There is no god in modern society. There was a time when humans sought to ascend to that role through the sciences. Now even the most prominent figures of society resides within itself; society, the human sphere; an earthly one that we are born into and die in. Yet human abstraction is unchanged. Society itself is seen as a being with a character of its own; the collective presence that never physically exists is only made whole by the shared views of the many. It is incapable of acting by itself, yet it compels millions to action.  This inanimate figment is no substitute for an animate god that itself formulates its own judgements and casts its own justice. 
Forgive the derivative postmodern deluge, it is just that the flood of transformation has left an open landscape in which I simply wish to plant the seed of question while the soil is still wet. Truly, I write this because I do not know the solution to something that will be of great concern in the coming years. 

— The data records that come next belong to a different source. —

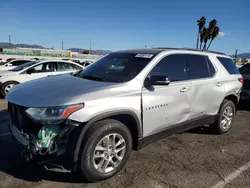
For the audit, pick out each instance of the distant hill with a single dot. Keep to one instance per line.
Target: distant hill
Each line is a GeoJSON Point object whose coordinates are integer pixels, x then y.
{"type": "Point", "coordinates": [95, 52]}
{"type": "Point", "coordinates": [7, 45]}
{"type": "Point", "coordinates": [79, 50]}
{"type": "Point", "coordinates": [243, 56]}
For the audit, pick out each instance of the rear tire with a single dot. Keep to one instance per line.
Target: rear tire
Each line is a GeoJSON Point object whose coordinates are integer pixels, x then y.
{"type": "Point", "coordinates": [105, 150]}
{"type": "Point", "coordinates": [7, 86]}
{"type": "Point", "coordinates": [225, 119]}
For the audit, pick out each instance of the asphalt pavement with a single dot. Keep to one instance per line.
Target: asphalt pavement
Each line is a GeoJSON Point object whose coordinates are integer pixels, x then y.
{"type": "Point", "coordinates": [196, 158]}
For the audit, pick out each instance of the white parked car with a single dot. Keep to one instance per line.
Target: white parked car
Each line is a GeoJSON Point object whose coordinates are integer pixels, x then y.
{"type": "Point", "coordinates": [34, 70]}
{"type": "Point", "coordinates": [13, 63]}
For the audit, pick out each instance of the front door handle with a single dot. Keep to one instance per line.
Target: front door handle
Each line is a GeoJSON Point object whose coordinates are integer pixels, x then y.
{"type": "Point", "coordinates": [218, 84]}
{"type": "Point", "coordinates": [183, 90]}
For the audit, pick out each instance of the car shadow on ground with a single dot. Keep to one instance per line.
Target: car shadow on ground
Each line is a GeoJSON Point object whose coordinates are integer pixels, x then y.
{"type": "Point", "coordinates": [35, 173]}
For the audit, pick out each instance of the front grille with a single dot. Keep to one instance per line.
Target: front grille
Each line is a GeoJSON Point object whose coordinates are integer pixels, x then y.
{"type": "Point", "coordinates": [21, 121]}
{"type": "Point", "coordinates": [246, 85]}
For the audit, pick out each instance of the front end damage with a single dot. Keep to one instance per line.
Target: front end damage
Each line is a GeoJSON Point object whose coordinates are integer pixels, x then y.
{"type": "Point", "coordinates": [45, 143]}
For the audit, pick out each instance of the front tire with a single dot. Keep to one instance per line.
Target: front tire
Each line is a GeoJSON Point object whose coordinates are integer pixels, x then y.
{"type": "Point", "coordinates": [7, 86]}
{"type": "Point", "coordinates": [225, 119]}
{"type": "Point", "coordinates": [105, 150]}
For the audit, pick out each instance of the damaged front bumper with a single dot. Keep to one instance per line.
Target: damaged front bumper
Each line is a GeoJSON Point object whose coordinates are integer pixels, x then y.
{"type": "Point", "coordinates": [49, 145]}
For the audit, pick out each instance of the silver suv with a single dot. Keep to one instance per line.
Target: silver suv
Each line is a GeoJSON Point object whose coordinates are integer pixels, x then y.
{"type": "Point", "coordinates": [90, 121]}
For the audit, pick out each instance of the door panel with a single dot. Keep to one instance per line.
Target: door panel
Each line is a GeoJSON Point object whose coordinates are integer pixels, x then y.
{"type": "Point", "coordinates": [207, 96]}
{"type": "Point", "coordinates": [207, 87]}
{"type": "Point", "coordinates": [164, 106]}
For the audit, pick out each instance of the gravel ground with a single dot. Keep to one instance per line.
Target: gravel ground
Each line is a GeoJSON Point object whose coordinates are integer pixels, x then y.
{"type": "Point", "coordinates": [195, 158]}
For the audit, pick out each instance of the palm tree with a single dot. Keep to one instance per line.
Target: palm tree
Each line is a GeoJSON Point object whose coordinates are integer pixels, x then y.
{"type": "Point", "coordinates": [202, 36]}
{"type": "Point", "coordinates": [209, 32]}
{"type": "Point", "coordinates": [206, 37]}
{"type": "Point", "coordinates": [201, 24]}
{"type": "Point", "coordinates": [214, 34]}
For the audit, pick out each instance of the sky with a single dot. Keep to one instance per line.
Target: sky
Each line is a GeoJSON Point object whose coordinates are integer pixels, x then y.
{"type": "Point", "coordinates": [124, 24]}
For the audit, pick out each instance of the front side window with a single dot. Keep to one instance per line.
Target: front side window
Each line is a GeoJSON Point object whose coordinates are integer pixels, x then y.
{"type": "Point", "coordinates": [62, 66]}
{"type": "Point", "coordinates": [44, 67]}
{"type": "Point", "coordinates": [198, 66]}
{"type": "Point", "coordinates": [173, 67]}
{"type": "Point", "coordinates": [116, 67]}
{"type": "Point", "coordinates": [23, 66]}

    How is sin forgiven without god?
I do not mean "sin" in a theological sense, despite the invocations of god this is not a religious piece of writing. I write of sin as the action that proves a being immoral in society. In a society of morality, it is the action in which a person loses their humanity to the collective by consequence of an inhuman action. We are leaving the realm of thought where crime is only an infraction upon another; where punishment is a penalty in the playing field of the market. We transition to a moral society, where crime is not an infraction against another, it is the contrary to the humanity of society itself. 
Justice follows as the victory of the absolutes good and evil, and rightly so. Moral crime in a moral society is the essence of "big crimes"; the takedown of the Ponzi scheme of Bernie Madoff, the condemnent of the sexual abuses of Harvey Weinstein and Jeffrey Epstein, the prosecution of Derek Chauvin for the murder of George Floyd; the legal crime aligns with the moral crime to punish the perpetrators traditionally and strip them of their humanity; their social citizenship so to speak. 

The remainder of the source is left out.